COLUMBIA, Mo. –It’s been a pretty typical July, weather-wise, in Missouri. The only problem is it’s barely June, and high temperatures and lack of rain threaten damage to crops, pastures and lawns.
A University of Missouri climatologist said May, and now June, continued a weather trend that set records and prefaced an emerging drought most of the state faces.
“Back to back we’ve seen top 10 records for temperature highs and precipitation lows for Missouri, and we’re breaking various temperature records left and right across the state with a string of some very mild months,” said Pat Guinan, MU Extension state climatologist for the Commercial Ag Program.
The lack of rain is reaching a dire point for drought-stricken areas. In May, preliminary data indicated Missouri only averaged 2.30 inches of rain, ranking it as the eighth driest on record since 1895 for what is typically the wettest month of the year.
Temperatures brought no relief either. Running about 5 degrees above normal, the 70-degree average will likely fall in the top five warmest May periods on record for the state.
When climatologists look at spring – from March to May – it’s just one record-breaking event after another.
“It was our warmest spring on record, which blew the previous record set in 1977 out of the water by 3 degrees,” Guinan said. “That’s significant because typically you break a monthly or seasonal record by a smaller margin.”
You can see the impact in the field.
MU Extension specialists across Missouri observed uneven soybean stands and corn fields where leaves would roll from lack of moisture and heat, both signs of drought stress. Pastures and lawns also have that characteristic “crunch” when walked upon due to the browned, dead or dormant grass needing a drink.
Southeastern Missouri began experiencing the dryness in April, but it has since spread across the rest of the state. especially after the first week of May.

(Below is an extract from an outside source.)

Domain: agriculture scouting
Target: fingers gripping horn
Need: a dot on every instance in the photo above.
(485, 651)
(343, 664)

“It’s called an Omega block, where the upper level pressure pattern takes the shape of the Greek Omega character,” Guinan said. “If you look at a synoptic map of the upper air patterns over the past few weeks, you see a high pressure ridge across the center of the U.S. and trough-like areas of low pressure in the east and west, literally looking like an Omega.
This typifies a blocking pattern, keeping clear skies and little precipitation in the middle part of the country.